Des «faits pouvant être qualifiés d’agression sexuelle sont reconnus» mais, «commis en 2003 et n’ayant été relevés qu’en juillet 2011», ils sont prescrits et «ne peuvent être poursuivis». En octobre dernier, le parquet avait dû classer sans suite la plainte de Tristane Banon contre Dominique Strauss-Kahn car le délit que constitue une agression sexuelle était prescrit. C’est pour éviter ce genre de situation qu’une proposition de loi visant à allonger le délai de prescription pour les agressions sexuelles de 3 à 10 ans est examinée, ce jeudi, au Sénat.  Mais à quoi sert précisément la prescription?

«Un droit à l’oubli»

«C’est un principe fondamental en droit», précise d’emblée une juriste jointe par 20 Minutes. La prescription, «c’est un droit à l’oubli» pour l’auteur d’une infraction, indique-t-elle, précisant que c’est aussi «croire en la capacité de l’être humain de changer». «Si en 10 ans [en cas de crime], l’action publique n’a pas d’éléments, de preuves permettant de poursuivre quelqu’un, quelle est la logique de le faire bien des années après?», s’interroge-t-elle.

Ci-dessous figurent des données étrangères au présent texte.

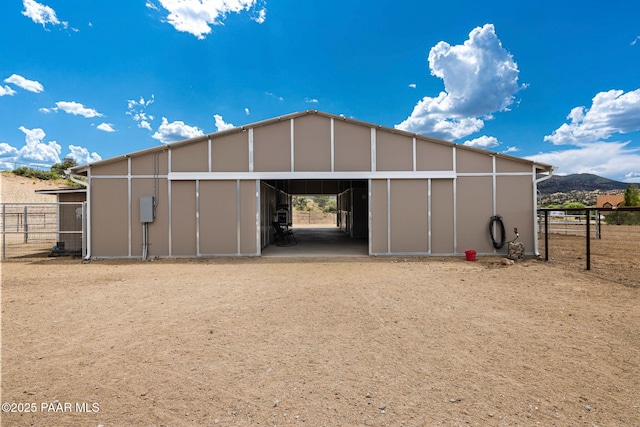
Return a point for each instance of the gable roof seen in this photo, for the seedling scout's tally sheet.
(83, 168)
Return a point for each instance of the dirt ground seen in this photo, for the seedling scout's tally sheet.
(350, 342)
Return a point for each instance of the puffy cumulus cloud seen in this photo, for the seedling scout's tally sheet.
(175, 131)
(589, 129)
(480, 78)
(7, 151)
(35, 151)
(614, 160)
(137, 110)
(6, 90)
(82, 156)
(484, 142)
(41, 14)
(77, 109)
(196, 16)
(107, 127)
(612, 112)
(220, 123)
(273, 95)
(30, 85)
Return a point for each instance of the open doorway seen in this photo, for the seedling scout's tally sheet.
(328, 217)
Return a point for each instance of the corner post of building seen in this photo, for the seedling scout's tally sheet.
(4, 232)
(546, 235)
(588, 212)
(25, 220)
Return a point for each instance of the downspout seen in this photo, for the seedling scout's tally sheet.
(535, 205)
(72, 178)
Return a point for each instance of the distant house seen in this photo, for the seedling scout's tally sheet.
(610, 201)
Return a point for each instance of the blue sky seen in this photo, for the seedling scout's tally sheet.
(553, 81)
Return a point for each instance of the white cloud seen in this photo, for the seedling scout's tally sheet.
(7, 151)
(81, 155)
(611, 159)
(279, 98)
(77, 109)
(175, 131)
(484, 142)
(196, 16)
(480, 78)
(220, 123)
(612, 112)
(137, 111)
(41, 14)
(30, 85)
(36, 151)
(6, 90)
(261, 16)
(107, 127)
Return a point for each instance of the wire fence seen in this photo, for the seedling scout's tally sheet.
(42, 229)
(611, 252)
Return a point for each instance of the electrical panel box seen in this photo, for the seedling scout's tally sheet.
(147, 213)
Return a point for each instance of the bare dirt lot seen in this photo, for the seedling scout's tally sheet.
(349, 342)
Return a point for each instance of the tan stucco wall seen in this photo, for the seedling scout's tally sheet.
(458, 209)
(352, 147)
(442, 219)
(409, 216)
(109, 217)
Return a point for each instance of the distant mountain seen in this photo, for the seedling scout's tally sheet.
(579, 182)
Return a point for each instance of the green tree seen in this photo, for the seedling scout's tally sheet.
(631, 198)
(299, 203)
(632, 195)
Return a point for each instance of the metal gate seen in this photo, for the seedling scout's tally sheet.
(43, 229)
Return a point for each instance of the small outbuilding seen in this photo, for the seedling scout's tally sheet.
(218, 194)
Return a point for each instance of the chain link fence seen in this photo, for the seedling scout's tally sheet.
(42, 229)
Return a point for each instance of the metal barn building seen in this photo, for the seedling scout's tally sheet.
(217, 195)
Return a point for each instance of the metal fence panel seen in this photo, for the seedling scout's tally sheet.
(42, 229)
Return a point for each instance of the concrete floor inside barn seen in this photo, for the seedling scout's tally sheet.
(319, 241)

«Prescrire une infraction ne signifie pas nier son existence, bien sûr», prévient-elle. D’ailleurs, des faits prescrits peuvent être «évoqués devant un tribunal, dans une autre affaire».

La juriste met également en avant la notion de «paix publique»: «En ouvrant des poursuites longtemps après les faits, le risque de troubles est plus important que si l’infraction est prescrite», signale-t-elle. Et, ajoute-t-elle, «imaginez que la prescription n’existe pas: cela veut dire que tout, de la contravention au crime, est poursuivable à tout moment. Ce serait ingérable».

La prescription se justifie également, de manière plus pragmatique, par l’altération des preuves et des témoignages avec le temps.

Qu’est ce que la prescription?

La prescription de l’action publique correspond au délai au delà duquel la poursuite en justice d’une infraction n’est plus recevable. Ce délai dépend de la qualification de l’infraction: il s’élève à dix ans pour un crime, cinq ans pour un délit, un an pour une contravention.

Des exceptions existent: les crimes de guerre sont ainsi imprescriptibles. Les crimes liés au terrorisme et au trafic de stupéfiants sont quant à eux prescrits au bout de 30 ans, tandis que pour les crimes sexuels commis sur des mineurs, le délai est de 20 ans et débute à la majorité de la victime.